Saturday, May 23, 2009

The Art of Writing Pt. 2

So now that you know why I fell in love with writing from Part I , you probably want to know what sparked my love with journalism. To be honest, I kinda fell into it accidentally. There was no column that made me want to write, no desire to know more than what I saw – I was always a kid who knew a lot and if I didn’t know, I could figure it out myself.

I always watched the news as well as read the sports pages as a kid as well as Sports Illustrated. I took it to school every day starting in junior high and I read it when I could, mostly as a fan. I remember reading the last column of the great LA Times wordsmith Jim Murray before he died and I still have the special edition pull out from his funeral. But it wasn’t until 8th grade when I took journalism that I really thought about it.

Initially I was going to do sports, but when a guy ahead of me dropped out of the class, I ended up becoming sports editor. It seemed like a perfect fit – sports fan who gets to write about what he sees? Easiest fun I could have. I remember doing a NFL piece every month called “The Good, The Bad and The Strange” and I ended the year doing a story on our principal retiring after being at the school since its second year. I did it again in 10th grade but again, it felt like my passion was sports, not journalism.

It never crossed my mind again until my last semester at college when I told this lawyer that instead of doing law school, I really liked sports and could be a writer. I had written an op-ed piece in our school paper that fall that was received pretty well but it wasn’t until I talked to him that I took it seriously. Next thing I know, I went on a job shadow with a guy from the San Diego Union-Tribune and I was helping him proof his stories and taking advice at the same time.

With no time to spare, I began writing articles for the school paper based on a professor I knew in the communications dept. I did as many as I could and I got a foundation ready to launch when I graduated. Course, who knew that the journalism industry was already seeing signs of trouble. I applied to every paper with no luck but I got help from a friend.

He knew the publisher of the LA Sentinel and they put me in touch with the editor and the rest is history.
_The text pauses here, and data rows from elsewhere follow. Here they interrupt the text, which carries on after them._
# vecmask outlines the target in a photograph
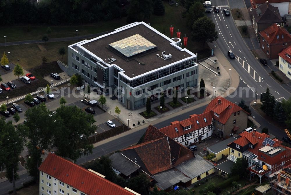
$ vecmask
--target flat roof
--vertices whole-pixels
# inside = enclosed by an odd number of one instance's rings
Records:
[[[131,55],[130,52],[126,52],[126,55],[123,55],[122,52],[124,51],[120,47],[113,49],[109,45],[116,42],[120,44],[123,40],[136,35],[139,35],[144,40],[147,40],[148,43],[150,43],[157,47],[153,46],[151,49],[143,51],[133,56]],[[168,37],[142,22],[119,28],[113,32],[81,43],[78,46],[84,47],[85,52],[86,49],[103,60],[115,58],[116,61],[112,64],[122,68],[125,71],[124,74],[132,78],[177,63],[187,58],[196,57],[187,49],[180,49],[178,46],[176,47],[171,45],[174,44],[174,42]],[[142,50],[140,50],[139,51]],[[165,52],[165,54],[170,54],[172,57],[164,60],[157,56],[157,54],[161,55],[163,52]],[[129,56],[128,58],[126,57],[126,55]]]

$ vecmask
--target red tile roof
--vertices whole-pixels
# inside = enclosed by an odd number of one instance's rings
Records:
[[[88,195],[134,194],[54,154],[49,153],[38,169]]]
[[[261,31],[260,34],[270,46],[291,42],[291,35],[285,28],[282,28],[279,24],[273,24]],[[277,36],[279,36],[279,38],[277,38]],[[282,48],[283,48],[282,47]]]
[[[287,57],[286,54],[288,54],[291,56],[291,46],[289,46],[278,54],[279,56],[287,61],[290,64],[291,64],[291,58]]]

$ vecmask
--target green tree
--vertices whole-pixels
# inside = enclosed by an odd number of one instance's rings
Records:
[[[70,79],[70,83],[73,85],[73,87],[75,88],[75,85],[78,82],[78,78],[76,75],[74,75]]]
[[[2,55],[2,58],[1,58],[0,63],[2,66],[5,65],[9,63],[9,61],[8,60],[8,58],[7,58],[7,56],[5,53],[5,52],[4,52]]]
[[[66,54],[66,49],[65,47],[62,47],[58,50],[58,54],[62,56],[62,58],[64,55]]]
[[[204,96],[204,89],[205,88],[205,84],[204,82],[204,80],[203,79],[201,79],[200,81],[200,95]]]
[[[149,98],[147,98],[146,107],[146,112],[149,114],[152,111],[151,109],[152,106],[150,103],[150,99]]]
[[[249,163],[244,158],[238,158],[235,163],[231,168],[231,175],[239,175],[242,177],[246,172]]]
[[[148,177],[144,173],[132,178],[128,182],[128,188],[142,195],[148,194],[150,182]]]
[[[203,43],[212,42],[217,34],[215,25],[211,19],[205,16],[198,18],[192,26],[191,34],[193,40],[199,40]],[[199,30],[197,30],[199,29]]]
[[[100,95],[100,97],[99,98],[99,102],[101,104],[101,105],[102,105],[102,109],[103,109],[103,105],[106,103],[106,98],[102,95]]]
[[[114,111],[115,112],[115,113],[117,115],[117,120],[119,120],[119,118],[118,118],[118,116],[120,113],[121,112],[121,111],[120,110],[119,108],[118,107],[116,106],[115,107],[115,109],[114,110]]]
[[[38,178],[38,169],[42,158],[42,151],[48,149],[53,130],[53,132],[59,130],[58,126],[55,125],[49,114],[49,111],[42,103],[28,109],[24,115],[27,120],[25,125],[28,127],[26,131],[29,141],[26,146],[31,154],[31,157],[27,159],[27,169],[29,175],[36,178]]]
[[[14,67],[14,69],[13,70],[13,73],[15,76],[18,76],[18,80],[19,80],[19,76],[22,75],[24,74],[23,69],[18,63],[16,64],[15,67]]]
[[[92,153],[93,147],[88,138],[97,129],[93,115],[75,106],[61,106],[56,112],[53,123],[59,129],[54,129],[53,142],[60,155],[76,160],[82,154]]]
[[[154,0],[154,14],[158,16],[165,15],[165,6],[162,0]]]
[[[62,96],[61,97],[61,98],[60,99],[60,104],[61,106],[64,106],[66,103],[67,101],[65,99],[65,97]]]
[[[18,112],[16,112],[13,116],[13,118],[14,119],[14,121],[16,122],[16,127],[18,126],[18,122],[20,120],[20,116],[18,114]]]
[[[252,114],[252,111],[251,110],[248,106],[246,105],[244,100],[243,99],[242,99],[240,100],[240,102],[238,103],[237,105],[242,108],[245,111],[249,113],[250,115]]]

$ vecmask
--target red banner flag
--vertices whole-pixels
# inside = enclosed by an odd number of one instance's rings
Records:
[[[181,36],[181,32],[177,32],[177,37],[180,38],[180,37]]]
[[[171,37],[173,37],[173,33],[174,32],[174,27],[170,27],[170,32],[171,33]]]
[[[185,45],[185,47],[187,47],[187,42],[188,41],[188,38],[183,37],[183,39],[184,40],[184,45]]]

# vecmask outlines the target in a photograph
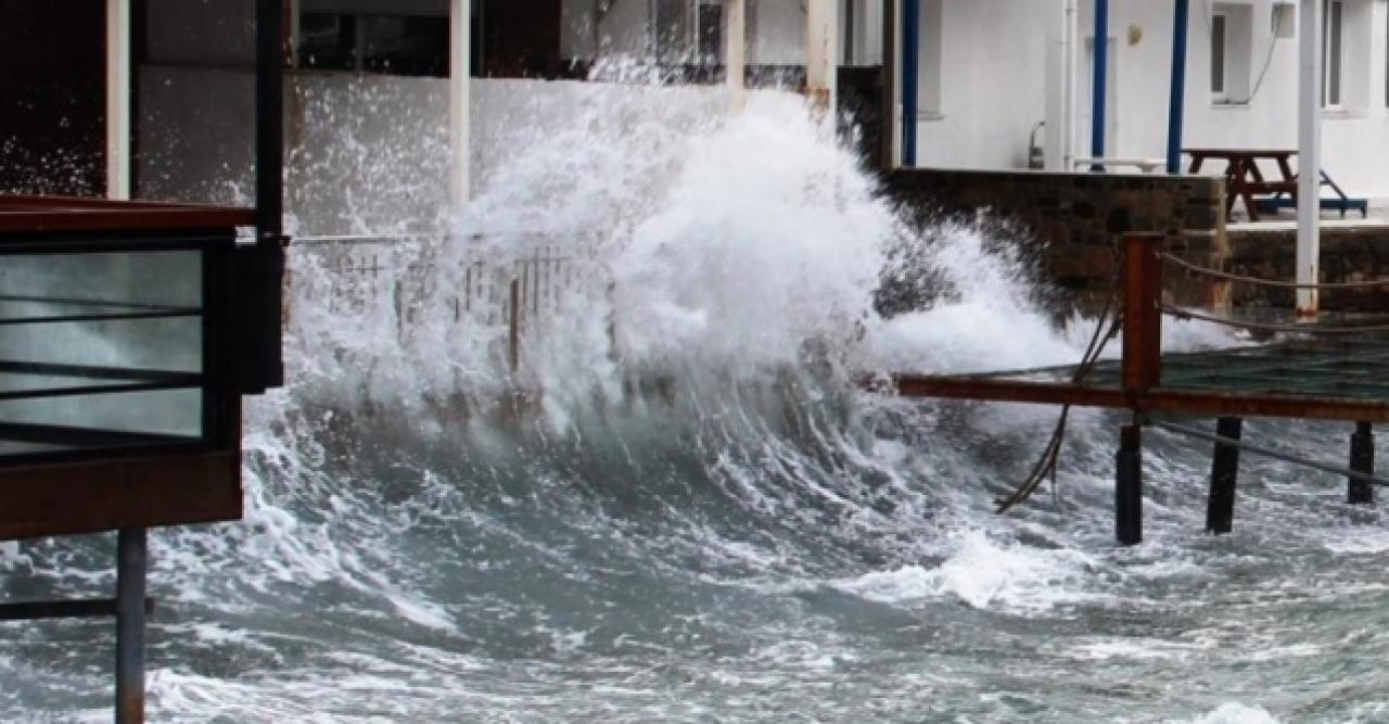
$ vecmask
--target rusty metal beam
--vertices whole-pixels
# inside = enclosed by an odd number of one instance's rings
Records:
[[[1124,238],[1124,389],[1143,393],[1163,374],[1163,235]]]
[[[865,382],[865,386],[872,388],[872,384]],[[1136,407],[1140,411],[1204,417],[1286,417],[1296,420],[1340,420],[1347,422],[1389,421],[1389,400],[1371,402],[1307,395],[1153,388],[1131,399],[1118,388],[1088,388],[1064,382],[950,375],[895,375],[885,392],[903,397],[1071,404],[1075,407],[1107,407],[1113,410]]]

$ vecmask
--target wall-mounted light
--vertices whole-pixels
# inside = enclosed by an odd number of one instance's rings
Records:
[[[1288,40],[1297,35],[1297,10],[1293,3],[1274,3],[1272,8],[1274,38]]]

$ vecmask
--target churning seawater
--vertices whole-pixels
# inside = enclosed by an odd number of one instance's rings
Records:
[[[1378,509],[1246,457],[1235,534],[1203,535],[1210,450],[1154,431],[1117,548],[1122,418],[1083,411],[1054,491],[995,516],[1054,410],[851,378],[1079,359],[1093,322],[1046,308],[1025,239],[901,222],[795,96],[592,93],[453,240],[376,277],[296,249],[246,520],[151,538],[153,721],[1389,721]],[[454,300],[538,246],[565,283],[513,371]],[[883,318],[883,279],[938,293]],[[4,545],[0,592],[89,595],[113,548]],[[108,717],[107,623],[0,641],[0,718]]]

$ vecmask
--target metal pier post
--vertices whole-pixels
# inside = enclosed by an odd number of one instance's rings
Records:
[[[115,724],[144,721],[144,528],[122,528],[115,552]]]
[[[1238,417],[1222,417],[1215,421],[1215,435],[1239,441],[1243,421]],[[1239,478],[1239,447],[1215,443],[1215,457],[1211,461],[1211,495],[1206,506],[1206,532],[1228,534],[1235,523],[1235,485]]]
[[[1132,546],[1143,542],[1143,428],[1124,425],[1114,456],[1114,535]]]
[[[1375,435],[1370,422],[1356,422],[1356,432],[1350,436],[1350,470],[1375,474]],[[1346,502],[1374,503],[1374,484],[1364,478],[1346,478]]]

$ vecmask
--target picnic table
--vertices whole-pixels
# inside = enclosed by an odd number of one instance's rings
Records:
[[[1258,200],[1254,196],[1276,196],[1286,193],[1296,204],[1297,175],[1293,174],[1290,158],[1296,150],[1288,149],[1183,149],[1192,157],[1190,172],[1197,174],[1207,160],[1225,161],[1225,215],[1235,210],[1235,200],[1245,201],[1250,221],[1258,221]],[[1276,164],[1282,178],[1268,181],[1258,161]]]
As far as my style, I was frankly inspired by literature more than sportswriters as well as my love of history. I borrowed Nathaniel Hawthorne’s fascination with the past, Charles Dickens’ wit and storytelling and James Baldwin’s passion and purpose with every word plus a little bit of Shakespeare twisting around with wordplay

I never thought about sportswriters that inspired me until after David Halberstam was killed in 2007. I had gotten used to him on Jim Rome’s talk show as well as his work on and he was so smart when it came to sports. No clue that he was one of our country’s preeminent journalists during Vietnam as well as a great historian. I heard people talk about him and his style and suddenly I felt lost.

If I was going to survive in this field, I needed to start looking at how other people did stories. I’ve considered my time at the Sentinel to be like grad school so People that I had gotten used to reading now became my unofficial teachers. I bought a few sports books to help (including the best Sports Writing of the 20th century – writing sure has changed over the past 100 yrs).

Here’s a list of sportswriters that I draw inspiration from. Don’t always agree or like them but I analyze their style – Bill Simmons, Scoop Jackson (who I’ve read since his SLAM days), JA Adande, Bill Plaschke, Michael Wilbon, Jim Murray, Jemele Hill, Ralph Wiley and Halberstam. I consider Anderson Cooper and Brian Williams my journalistic models for not just reporting the news but finding a good story.

My motto is keep things simple. Let the story speak for itself. But when you can, be creative. I’ve mixed in Shakespeare references quite a bit because I’m a fan and frankly, I know how to use him and make it plain for anyone to get.

And here I am. Three years into being a journalist – mainly covering HS sports with the occasional news twist – and two years as sports editor. That’s also how I came up the 2nd half of my blogging name – Clark Kent, journalist at the Daily Planet before being Superman.


  1. slam magazine. wow. lol. so what newspaper are u with now? u left The Sentinel right?

  2. Yep. I'm an old school SLAM head - think I had like issue #10 or something? And yeah, I left the paper. I just found out i'll be writing for the Daily Breeze up here. Bigger daily paper and a bigger HS sports section.